Page MenuHomePhabricator

Improve Structured Data on Commons data models (and their documentation) as a basis for Lua Infobox templates
Open, Needs TriagePublic

Description

Since 2019 it is possible to add structured data to files on Wikimedia Commons. The Wikimedia Commons community has added structured data to many millions of files on Commons, using varying data models and conventions (i.e. ways to describe specific types of files, such as photos of buildings, of artworks, full scans of books, individual digitized illustrations from books...).

Some data modeling conventions are documented at https://commons.wikimedia.org/wiki/Commons:Structured_data/Modeling

Batch upload tools for Wikimedia Commons that add structured data, such as OpenRefine, can make uploading files easier by providing end users with widely adopted templates/schemas, presenting a selection of simple 'forms' with predefined fields which the end users need to fill in (e.g. the file's source, copyright status, creator).

Before the deployment of structured data on Commons (SDC), files were only described with plain text (Wikitext).

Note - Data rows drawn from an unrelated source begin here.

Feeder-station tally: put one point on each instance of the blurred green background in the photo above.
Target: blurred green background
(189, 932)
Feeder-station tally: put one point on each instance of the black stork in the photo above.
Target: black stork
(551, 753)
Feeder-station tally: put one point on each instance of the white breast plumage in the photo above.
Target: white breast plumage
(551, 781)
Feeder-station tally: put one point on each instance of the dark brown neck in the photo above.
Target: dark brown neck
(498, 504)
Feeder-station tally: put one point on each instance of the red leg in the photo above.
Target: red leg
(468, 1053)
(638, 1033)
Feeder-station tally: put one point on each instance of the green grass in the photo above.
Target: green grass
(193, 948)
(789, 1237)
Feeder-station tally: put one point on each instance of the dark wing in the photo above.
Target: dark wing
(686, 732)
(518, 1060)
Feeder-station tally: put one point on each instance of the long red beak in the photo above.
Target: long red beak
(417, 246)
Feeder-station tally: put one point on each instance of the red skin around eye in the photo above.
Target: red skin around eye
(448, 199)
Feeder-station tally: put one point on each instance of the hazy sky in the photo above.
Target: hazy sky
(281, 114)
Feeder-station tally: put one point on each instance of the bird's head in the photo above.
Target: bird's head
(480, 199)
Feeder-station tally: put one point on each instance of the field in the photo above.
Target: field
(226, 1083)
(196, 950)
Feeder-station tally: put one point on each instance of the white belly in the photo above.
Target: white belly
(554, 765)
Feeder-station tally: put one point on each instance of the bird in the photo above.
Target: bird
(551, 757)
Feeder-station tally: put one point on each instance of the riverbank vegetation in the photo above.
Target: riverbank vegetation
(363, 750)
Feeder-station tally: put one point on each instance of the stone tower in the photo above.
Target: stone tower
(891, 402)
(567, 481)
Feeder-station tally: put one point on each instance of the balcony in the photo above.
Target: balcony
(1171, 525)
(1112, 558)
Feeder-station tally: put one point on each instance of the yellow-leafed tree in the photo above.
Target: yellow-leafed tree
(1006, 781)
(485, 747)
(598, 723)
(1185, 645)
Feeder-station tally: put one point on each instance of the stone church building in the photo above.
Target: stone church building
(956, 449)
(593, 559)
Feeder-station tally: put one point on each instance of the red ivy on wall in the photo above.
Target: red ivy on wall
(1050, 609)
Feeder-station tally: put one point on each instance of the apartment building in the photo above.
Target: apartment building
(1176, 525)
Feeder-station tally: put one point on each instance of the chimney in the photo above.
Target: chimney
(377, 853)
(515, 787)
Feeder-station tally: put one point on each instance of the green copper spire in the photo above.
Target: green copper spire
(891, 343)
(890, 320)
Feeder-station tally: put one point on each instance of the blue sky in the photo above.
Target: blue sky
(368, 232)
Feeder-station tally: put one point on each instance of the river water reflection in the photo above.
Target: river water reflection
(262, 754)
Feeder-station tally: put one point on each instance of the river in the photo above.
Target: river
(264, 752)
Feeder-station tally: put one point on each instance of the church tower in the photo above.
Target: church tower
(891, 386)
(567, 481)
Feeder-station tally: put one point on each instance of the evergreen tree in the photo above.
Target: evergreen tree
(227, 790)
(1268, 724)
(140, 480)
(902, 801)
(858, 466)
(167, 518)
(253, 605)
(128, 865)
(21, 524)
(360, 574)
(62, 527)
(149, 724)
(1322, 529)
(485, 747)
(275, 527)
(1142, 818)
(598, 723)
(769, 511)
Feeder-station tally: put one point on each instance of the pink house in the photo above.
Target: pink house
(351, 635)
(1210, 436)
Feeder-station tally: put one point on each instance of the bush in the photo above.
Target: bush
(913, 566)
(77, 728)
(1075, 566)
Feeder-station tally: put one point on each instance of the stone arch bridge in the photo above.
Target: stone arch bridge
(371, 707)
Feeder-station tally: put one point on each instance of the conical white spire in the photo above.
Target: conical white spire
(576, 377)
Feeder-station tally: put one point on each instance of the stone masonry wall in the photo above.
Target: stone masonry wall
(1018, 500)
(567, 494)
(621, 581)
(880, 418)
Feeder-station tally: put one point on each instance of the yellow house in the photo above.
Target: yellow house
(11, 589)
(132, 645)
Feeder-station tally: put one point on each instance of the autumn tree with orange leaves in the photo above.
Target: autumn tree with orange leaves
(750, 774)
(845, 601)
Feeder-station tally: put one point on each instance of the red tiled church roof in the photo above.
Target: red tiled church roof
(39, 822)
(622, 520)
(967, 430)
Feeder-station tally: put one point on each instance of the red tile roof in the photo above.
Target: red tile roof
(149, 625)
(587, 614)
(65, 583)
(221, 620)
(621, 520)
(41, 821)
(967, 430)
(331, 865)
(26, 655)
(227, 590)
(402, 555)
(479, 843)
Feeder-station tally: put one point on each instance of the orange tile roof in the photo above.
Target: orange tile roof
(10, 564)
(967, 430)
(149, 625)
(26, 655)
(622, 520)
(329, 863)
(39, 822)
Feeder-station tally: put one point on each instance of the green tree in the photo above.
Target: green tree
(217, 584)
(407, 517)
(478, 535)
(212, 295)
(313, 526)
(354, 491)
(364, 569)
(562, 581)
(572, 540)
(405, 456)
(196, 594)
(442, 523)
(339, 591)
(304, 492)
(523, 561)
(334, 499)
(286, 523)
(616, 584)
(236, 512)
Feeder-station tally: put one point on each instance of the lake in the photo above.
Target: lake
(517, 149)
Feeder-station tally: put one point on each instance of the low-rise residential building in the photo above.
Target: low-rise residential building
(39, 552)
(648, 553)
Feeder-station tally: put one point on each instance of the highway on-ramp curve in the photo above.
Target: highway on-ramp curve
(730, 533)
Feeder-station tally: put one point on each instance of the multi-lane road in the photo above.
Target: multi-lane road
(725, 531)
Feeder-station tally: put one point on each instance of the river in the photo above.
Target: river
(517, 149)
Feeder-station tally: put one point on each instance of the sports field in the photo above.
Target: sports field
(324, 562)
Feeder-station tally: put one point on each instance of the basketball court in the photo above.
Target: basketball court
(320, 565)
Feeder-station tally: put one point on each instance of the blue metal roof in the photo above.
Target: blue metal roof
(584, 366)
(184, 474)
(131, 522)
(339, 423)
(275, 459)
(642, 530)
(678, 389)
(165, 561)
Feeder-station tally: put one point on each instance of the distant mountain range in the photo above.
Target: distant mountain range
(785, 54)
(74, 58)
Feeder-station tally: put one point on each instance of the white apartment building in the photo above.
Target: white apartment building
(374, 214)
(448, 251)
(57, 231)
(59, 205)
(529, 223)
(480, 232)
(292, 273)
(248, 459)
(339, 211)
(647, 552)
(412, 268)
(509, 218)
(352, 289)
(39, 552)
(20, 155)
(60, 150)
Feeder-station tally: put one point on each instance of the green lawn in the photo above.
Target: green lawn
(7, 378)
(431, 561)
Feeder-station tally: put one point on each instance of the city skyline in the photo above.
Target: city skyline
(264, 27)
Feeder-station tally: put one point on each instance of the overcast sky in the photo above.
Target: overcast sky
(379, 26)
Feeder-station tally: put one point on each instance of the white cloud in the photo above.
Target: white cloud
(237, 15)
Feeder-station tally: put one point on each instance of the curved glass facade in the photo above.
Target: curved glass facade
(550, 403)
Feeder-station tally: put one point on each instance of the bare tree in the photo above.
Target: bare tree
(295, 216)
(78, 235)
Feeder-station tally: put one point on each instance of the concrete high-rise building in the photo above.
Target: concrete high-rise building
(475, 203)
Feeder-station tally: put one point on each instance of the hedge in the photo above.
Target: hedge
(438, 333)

With the arrival of SDC, there is now very often duplication of information in both Wikitext and structured data, with the risk of both 'buckets' of data and information going out of sync. In the past year, various Commons community members have worked on fully Lua-driven infobox templates for Wikimedia Commons that fully draw their data from SDC. For batch upload tools, it is also helpful to adopt exactly these (fully SDC-driven) infobox templates, as it simplifies the upload experience for the user and indeed avoids duplication. But more work is needed on both documentation, and further development of such templates.

Tasks for Wikimedia-Hackathon-2023 (and later) include:

  • Clean up https://commons.wikimedia.org/wiki/Commons:Structured_data/Modeling, with better indication of those broadly adopted templates that are suitable for widespread use
  • Create better on-wiki documentation for the fully Lua-driven information templates ("minimal Wikitext templates"?) which are broadly applicable / usable by many Commons users and by batch upload tools
  • Create and improve data modeling guidelines for those aspects of templates that are not well developed yet (e.g. copyright and licenses) and for types of files that don't have a "minimal Wikitext template" yet (examples: Specimen, creative works without Wikidata item)

This project is started on the occasion of the Wikimedia-Hackathon-2023 but will probably be continued after the hackathon as well.

Etherpad with more info, basic principles, tasks: https://etherpad.wikimedia.org/p/SDC-modeling-hackathon-2023

Event Timeline

This comment was removed by Spinster.

I will be joining the hackathon remotely on behalf of the Wikidocumentaries project. T329023

We are working on an MVP of media uploads with Wikidocumentaries from a third party repository (the case study will be done with finna.fi) to SDC. At the hackathon, I will be looking into mapping metadata between the repositories, Wikidocumentaries and SDC and testing tooling around that.

Some specs

  • We will focus on freely licensed images (eg. excluding maps, contemporary art, books, data items, moving image, 3D etc.) to keep the task simple.
  • We will make an attempt to utilize keywords that have been done with a controlled vocabulary (YSO) later during the project.
  • We work with the MVP, but are interested in more complex roundtripping scenarios.
  • We would be interested in a collaboration around API mapping. I will be testing if Postman can be a suitable tool.
  • We wish to adopt a commonly used wikitext template
  • Most of the media files are about creative works without a Wikidata item.
  • Most of the media files are about creative works without a Wikidata item.

Great minds think alike, I was just about to create a Phabricator ticket to figure out data modeling for this use case (a data model for this hasn't solidified yet).

Here it is: T337048: Discuss and agree on an SDC data modeling convention for the case where a Commons file depicts a creative work without Wikidata item

Thanks for participating in the Hackathon! We hope you had a great time.

  • If this task was being worked on and resolved at the Hackathon: Please change the task status to resolved via the Add Action...Change Status dropdown, and make sure that this task has a link to the public codebase.
  • If this task is still valid and should stay open: Please add another active project tag to this task, so others can find this task (as likely nobody in the future will look back at the Hackathon workboard when trying to find something they are interested in).
  • In case there is nothing else to do for this task, or nobody plans to work on this task anymore: Please set the task status to declined.

Thank you,
Phabricator housekeeping service